Accelerator/Reflection giving incorrect result

When I run the following SQL query on a table I get a column “measure” with integer values and a column “ratio” with float results showing percentage of guids who appear on a row with measure value k as a percentage of those with measure value 0.

SELECT measure, count(distinct guid)/(first)*100.0 as ratio
FROM u_retention AS l
LEFT JOIN
(select count(distinct guid) as first from guid_table where measure = 0) r
ON TRUE
GROUP BY measure, first ORDER BY measure

So far so good, but when I enable a Raw Reflection which merely has display ticked for every column in the table (though the same problem resulted with more complex Reflection) I get 100 in the first ratio row as expected but then 0 in every subsequent row. When I select count(distinct guid) and “first” as separate columns the results are correct for both these columns but the division seems to not be performed properly.

I tried putting the count distinct in a subquery but this didn’t help.

Hi,

Could you share the Virtual Dataset definition (i.e. the SQL) for the virtual dataset that you added a raw reflection on, please.

thanks
Ron

It was just a “SELECT * FROM MySQL.guid_table” where the table was stored (as you can guess) on a MySQL server.

Thanks, knowing which table you accelerated helps try to dig into it.

Are you running Dremio on a single node? If not, how many coordinators and executors? Also, are you using PDFS or HDFS for your distributed storage setting (dist path)?

Another sanity check: Are you clicking “Run” or “Preview” execute the query?

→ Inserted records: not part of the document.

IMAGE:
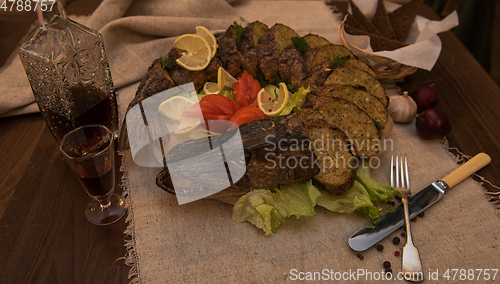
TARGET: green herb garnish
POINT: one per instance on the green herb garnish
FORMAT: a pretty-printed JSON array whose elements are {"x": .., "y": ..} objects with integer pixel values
[
  {"x": 239, "y": 32},
  {"x": 166, "y": 63},
  {"x": 300, "y": 44}
]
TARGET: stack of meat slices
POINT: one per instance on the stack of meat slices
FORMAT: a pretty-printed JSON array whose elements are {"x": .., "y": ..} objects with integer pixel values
[{"x": 346, "y": 103}]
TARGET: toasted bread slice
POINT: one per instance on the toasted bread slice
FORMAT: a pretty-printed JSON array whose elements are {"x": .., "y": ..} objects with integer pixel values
[
  {"x": 353, "y": 121},
  {"x": 382, "y": 22},
  {"x": 355, "y": 77},
  {"x": 333, "y": 151},
  {"x": 270, "y": 47},
  {"x": 363, "y": 22},
  {"x": 402, "y": 17},
  {"x": 377, "y": 42}
]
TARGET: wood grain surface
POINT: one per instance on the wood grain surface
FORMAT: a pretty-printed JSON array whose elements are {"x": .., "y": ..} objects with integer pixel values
[{"x": 45, "y": 237}]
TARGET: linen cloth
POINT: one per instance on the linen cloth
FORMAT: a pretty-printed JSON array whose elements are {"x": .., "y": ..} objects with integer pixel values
[{"x": 199, "y": 243}]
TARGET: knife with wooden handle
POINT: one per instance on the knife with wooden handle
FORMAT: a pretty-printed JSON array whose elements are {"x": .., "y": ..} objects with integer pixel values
[{"x": 391, "y": 221}]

The results of Preview are based on a sample, so they may be incorrect.

I am running it on a single Ubuntu desktop node and everything is set to
default settings (i.e. I literally just downloaded the .gz, unzipped it and
went ./bin/dremio start). I am using the web UI on a Windows 10 machine on
the same network.

I am pressing run rather than preview. Interestingly when I press preview I get something which looks like it might be correct on the partial data (maybe it doesn’t accelerate the preview query).

Hi

We are trying to reproduce this on our side.
Could you please get the profile and upload it here ?

You can do it by going to the Jobs tab, select the job which was accelerated using reflection , click download profile .

Screenshot attached.

I’m afraid it will have to wait until next week to do that and I will see
if it is possible then. The table in MySQL had the following columns
(variable names changed) and types, as far as I can remember (I’ll correct
it if any of it is wrong on Monday.)

guid (VARCHAR(40)) dtime (DATETIME) mtime (DATETIME) measure (INT(11)) o
(VARCHAR(40)) m (VARCHAR(40)) b (INT(11)) c (VARCHAR(40)) g (FLOAT) b_gp
(VARCHAR(40)) g_g (VARCHAR(40))

The actual query had a WHERE clause on the m column which when applied
meant that the o column was always null. It is actually a fairly
denormalised table with a lot of stuff in it not relevant to this query,
hence the use of the m column to get the data I actually care about. I’ll
test the query again as I entered it above on Monday.

Many thanks.

I would assume this is related to BigInt/BigInt getting truncated during division. Can you try doing 100.0*count(distinct guid)/(first) instead?

I tried two similar queries (attaching the screenshots here).

SELECT city, 100.0* count(distinct review_count)/(first) as ratio --> returned me non-zero fractional values.
SELECT city, count(distinct review_count)/(first) * 100.0 as ratio --> returned me zeros most of the time.

Yeah doing 100.0*count(distinct guid)/(first) gave me the correct result. Thanks for the help!